Press ESC to close

Kopi dan Rokok, Monumen Historis yang Tak Lekang Dimangsa Zaman

Pasangan sejoli yang kerap saling mengilhami dalam keseharian saya adalah kopi dan rokok. Tidaklah berlebihan jika alpa salah satunya dari satu kesempatan, maka suasana pun terasa hambar jadinya. Sebagian orang menganggap ini mungkin sugesti belaka. Tidak keliru juga sih.

Kedua elemen penguat suasana itu sama-sama memiliki sejarah panjang dalam membentuk peradaban manusia. Sebut saja kopi, pada awalnya orang-orang Eropa memperlakukan kopi sebagai bahan medis yang memberikan efek positif buat tubuh. Harganya mahal.

Umumnya dikonsumsi masyarakat kelas atas. Pada 1650-an, ketika penjaja minuman lemon di Italia mengikutsertakan kopi sebagai barang jualannya, sementara kedai-kedai kopi di Inggris bermunculan, minuman ini mulai menemukan dimensi sosialnya; dikonsumsi sembari berbincang-bincang.

Begitupula rokok, produk berbahan baku tembakau ini sebermula hadir sebagai media penghantar ritus spritual masyarakat indian. Suku asli di Amerika. Kemudian tembakau berkembang menjadi sarana relaksasi dan medis.

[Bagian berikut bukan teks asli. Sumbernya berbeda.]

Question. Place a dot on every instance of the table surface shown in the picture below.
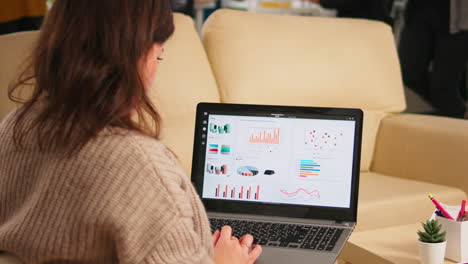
(385, 246)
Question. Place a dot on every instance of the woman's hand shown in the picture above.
(230, 250)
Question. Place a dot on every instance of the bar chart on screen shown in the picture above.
(237, 192)
(264, 135)
(308, 169)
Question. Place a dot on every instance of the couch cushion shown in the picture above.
(387, 201)
(184, 79)
(311, 61)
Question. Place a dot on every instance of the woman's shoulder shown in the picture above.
(129, 149)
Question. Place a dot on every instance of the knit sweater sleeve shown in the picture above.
(168, 225)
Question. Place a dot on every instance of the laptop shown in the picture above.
(286, 175)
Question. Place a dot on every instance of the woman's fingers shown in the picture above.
(226, 233)
(246, 240)
(255, 253)
(216, 236)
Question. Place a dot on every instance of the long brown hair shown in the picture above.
(86, 66)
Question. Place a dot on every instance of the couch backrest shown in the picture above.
(184, 78)
(308, 61)
(14, 49)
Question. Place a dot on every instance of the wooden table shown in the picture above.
(392, 245)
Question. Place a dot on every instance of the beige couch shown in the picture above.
(310, 61)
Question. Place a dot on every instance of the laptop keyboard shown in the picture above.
(283, 235)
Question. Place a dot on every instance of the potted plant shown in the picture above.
(432, 243)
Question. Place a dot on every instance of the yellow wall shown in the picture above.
(14, 9)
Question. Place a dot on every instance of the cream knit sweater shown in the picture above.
(122, 199)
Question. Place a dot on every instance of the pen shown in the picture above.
(461, 214)
(441, 209)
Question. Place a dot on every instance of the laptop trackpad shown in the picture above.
(274, 255)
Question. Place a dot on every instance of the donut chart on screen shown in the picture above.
(247, 171)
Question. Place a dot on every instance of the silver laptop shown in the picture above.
(286, 175)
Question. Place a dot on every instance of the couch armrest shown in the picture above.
(426, 148)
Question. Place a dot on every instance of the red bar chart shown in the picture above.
(258, 135)
(242, 192)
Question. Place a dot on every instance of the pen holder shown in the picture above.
(457, 239)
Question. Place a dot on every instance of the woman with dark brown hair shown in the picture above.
(80, 180)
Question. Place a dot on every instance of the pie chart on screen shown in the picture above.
(247, 171)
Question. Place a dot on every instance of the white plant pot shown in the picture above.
(432, 253)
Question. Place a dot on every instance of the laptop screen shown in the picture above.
(280, 159)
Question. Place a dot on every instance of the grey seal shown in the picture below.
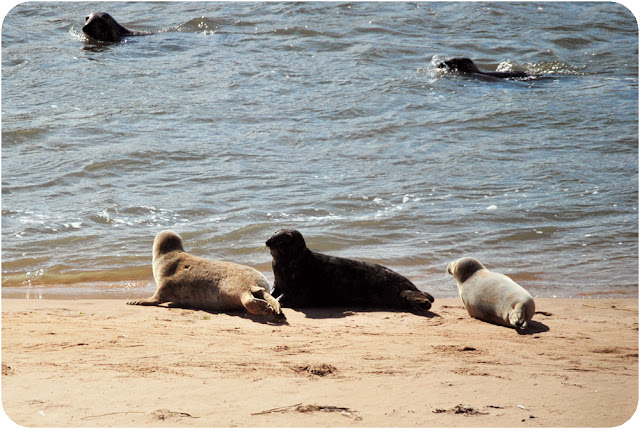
(304, 278)
(467, 66)
(186, 280)
(101, 26)
(492, 297)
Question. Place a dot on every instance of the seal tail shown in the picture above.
(417, 300)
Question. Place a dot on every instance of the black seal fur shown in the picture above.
(101, 26)
(304, 278)
(467, 66)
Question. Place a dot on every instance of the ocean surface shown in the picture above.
(236, 119)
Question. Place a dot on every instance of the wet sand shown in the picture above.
(100, 363)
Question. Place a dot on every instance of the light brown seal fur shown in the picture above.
(490, 296)
(186, 280)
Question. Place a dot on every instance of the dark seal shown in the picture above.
(304, 278)
(101, 26)
(467, 66)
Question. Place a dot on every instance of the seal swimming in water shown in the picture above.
(101, 26)
(467, 66)
(304, 278)
(191, 281)
(490, 296)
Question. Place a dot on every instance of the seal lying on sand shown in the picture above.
(304, 278)
(101, 26)
(466, 65)
(189, 281)
(490, 296)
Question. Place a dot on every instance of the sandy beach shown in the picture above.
(98, 363)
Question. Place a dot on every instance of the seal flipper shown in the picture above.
(417, 299)
(146, 301)
(258, 301)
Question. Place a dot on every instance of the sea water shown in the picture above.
(235, 119)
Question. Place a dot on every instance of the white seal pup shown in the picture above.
(186, 280)
(490, 296)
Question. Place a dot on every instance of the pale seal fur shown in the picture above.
(304, 278)
(186, 280)
(102, 27)
(490, 296)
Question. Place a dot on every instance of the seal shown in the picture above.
(467, 66)
(101, 26)
(491, 297)
(186, 280)
(304, 278)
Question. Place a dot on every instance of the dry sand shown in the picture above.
(102, 363)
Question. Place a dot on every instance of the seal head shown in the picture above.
(102, 27)
(467, 66)
(287, 244)
(464, 268)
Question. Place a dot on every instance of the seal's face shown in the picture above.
(102, 27)
(464, 268)
(165, 242)
(460, 65)
(286, 244)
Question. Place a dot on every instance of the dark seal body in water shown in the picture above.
(304, 278)
(101, 26)
(467, 66)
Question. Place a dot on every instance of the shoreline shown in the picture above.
(99, 362)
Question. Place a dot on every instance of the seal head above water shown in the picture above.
(186, 280)
(467, 66)
(304, 278)
(101, 26)
(491, 297)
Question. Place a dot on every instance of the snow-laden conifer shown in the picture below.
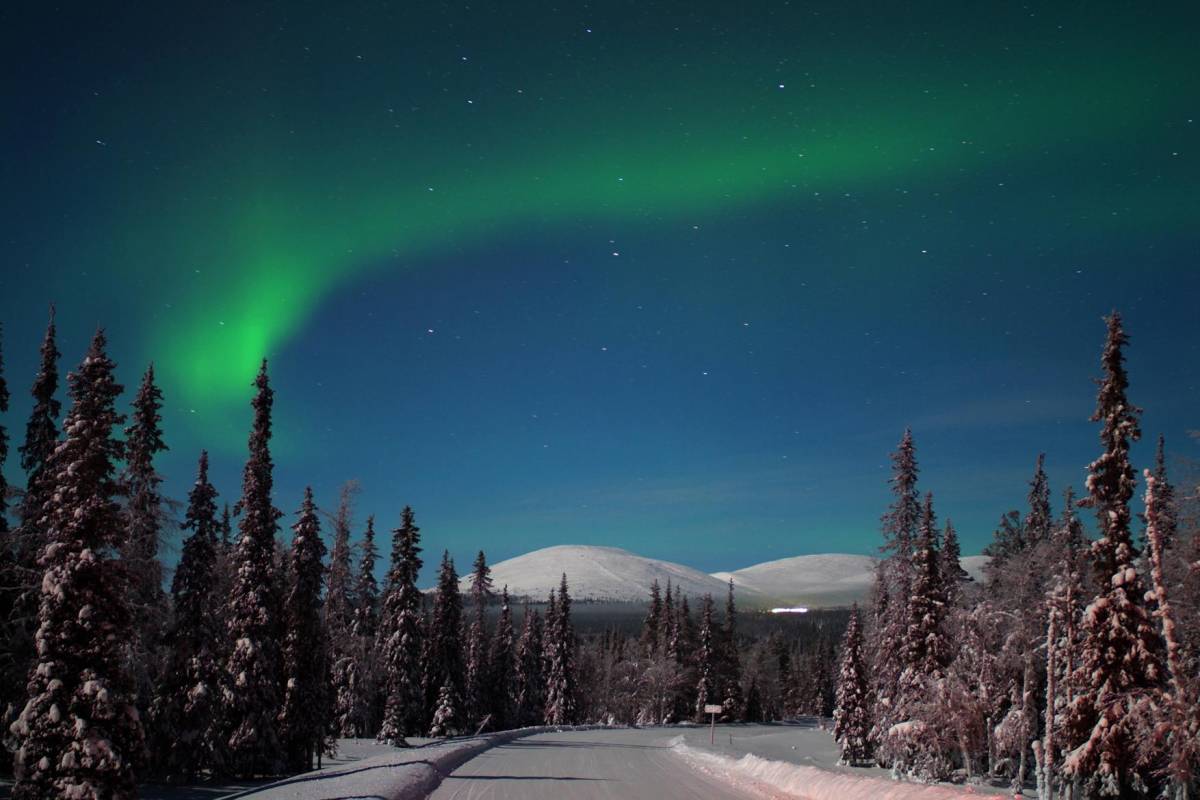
(401, 637)
(186, 723)
(255, 625)
(79, 733)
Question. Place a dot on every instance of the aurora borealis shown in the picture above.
(671, 277)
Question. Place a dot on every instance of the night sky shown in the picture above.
(671, 277)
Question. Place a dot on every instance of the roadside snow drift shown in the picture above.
(811, 782)
(406, 774)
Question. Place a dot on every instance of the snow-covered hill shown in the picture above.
(593, 572)
(597, 573)
(810, 581)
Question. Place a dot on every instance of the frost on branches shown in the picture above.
(1120, 674)
(852, 715)
(79, 732)
(255, 629)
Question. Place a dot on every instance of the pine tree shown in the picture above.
(1177, 729)
(22, 572)
(187, 701)
(1121, 661)
(708, 687)
(365, 713)
(925, 651)
(401, 637)
(730, 660)
(339, 612)
(653, 621)
(443, 677)
(531, 685)
(852, 711)
(79, 731)
(893, 579)
(41, 439)
(303, 720)
(477, 645)
(501, 695)
(562, 701)
(253, 617)
(951, 565)
(1038, 522)
(143, 516)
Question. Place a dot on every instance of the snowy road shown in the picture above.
(583, 765)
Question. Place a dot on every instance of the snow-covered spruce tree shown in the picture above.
(1121, 672)
(304, 717)
(21, 578)
(951, 565)
(186, 708)
(400, 639)
(79, 731)
(731, 660)
(501, 685)
(365, 711)
(708, 684)
(143, 517)
(1168, 505)
(41, 439)
(1177, 727)
(443, 649)
(852, 714)
(529, 683)
(475, 677)
(889, 597)
(339, 611)
(1062, 641)
(444, 714)
(562, 698)
(253, 618)
(911, 744)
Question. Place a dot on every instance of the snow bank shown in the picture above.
(405, 774)
(813, 782)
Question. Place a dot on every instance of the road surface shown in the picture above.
(622, 764)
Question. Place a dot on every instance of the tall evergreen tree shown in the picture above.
(365, 714)
(852, 711)
(304, 717)
(253, 617)
(708, 685)
(401, 637)
(893, 581)
(187, 702)
(562, 698)
(79, 731)
(443, 677)
(951, 565)
(143, 516)
(41, 438)
(21, 578)
(1121, 662)
(730, 660)
(478, 668)
(501, 692)
(531, 685)
(339, 613)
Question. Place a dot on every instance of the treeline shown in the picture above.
(263, 654)
(1075, 667)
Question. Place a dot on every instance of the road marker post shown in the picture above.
(712, 726)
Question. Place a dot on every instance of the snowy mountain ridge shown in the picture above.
(610, 573)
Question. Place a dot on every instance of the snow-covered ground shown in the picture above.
(777, 761)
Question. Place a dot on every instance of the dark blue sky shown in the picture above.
(672, 278)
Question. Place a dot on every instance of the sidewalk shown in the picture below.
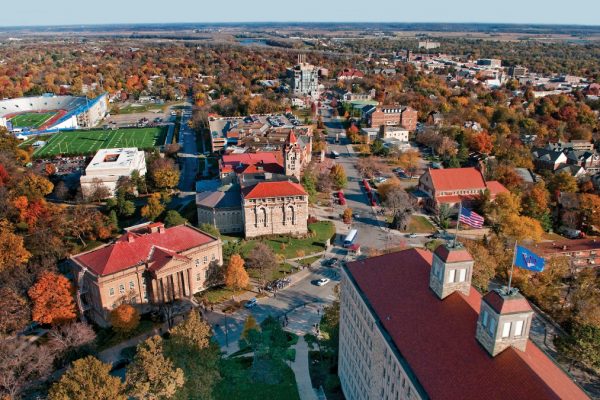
(301, 371)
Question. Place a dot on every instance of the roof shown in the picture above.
(437, 337)
(140, 246)
(273, 189)
(506, 304)
(450, 179)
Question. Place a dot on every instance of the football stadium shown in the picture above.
(50, 113)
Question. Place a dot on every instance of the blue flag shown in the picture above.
(527, 259)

Berdasar sumber yang ada, dua dari 64 varietas tembakau yang teridentifikasi di wilayah Amerika, Nicotiana rustica dan Nicotiana tabacum, sering dikonsumsi komunitas Indian. Jordan Goodman dalam Tobacco in History: The Cultures of Dependence, menyebut keduanya memiliki kandungan nikotin yang sangat tinggi dibandingkan varietas tembakau yang dipakai bangsa Eropa masa itu maupun sekarang.
Kalau di Indonesia, tentu kita mengenal varietas kemlokok yang juga digadang-gadang cikal bakal tembakau Srintil. Ini salah satu jenis tembakau yang masuk dalam piramida kebutuhan baku bagi industri rokok.

Baca Juga:  Harga Rokok Djarum Super adalah yang Paling Worth It

Namun di masa sekarang, kopi dan rokok selalu saja dikait-kaitkan dengan mitos kesehatan. Bahkan, rokok kerap dideskriditkan sebagai produk berbahaya dan biang segala penyakit. Padahal sejatinya unsur kafein dan nikotin sama-sama saling melengkapi, pula dibutuhkan oleh kerja metabolisme tubuh.

Namun tentu saja itu semua berpulang pada kesadaran kita dalam mengonsumsinya. Bahwa tidak ada produk konsumsi yang tidak memiliki faktor risiko. Dalam konteks ini saya sekadar mengigatkan lagi bahwa kopi dan rokok adalah dua produk konsumsi yang sama-sama memiliki ikatan sejarah panjang. Dengan kata lain, kopi dan rokok adalam monumen historis yang tak lekang dimangsa zaman.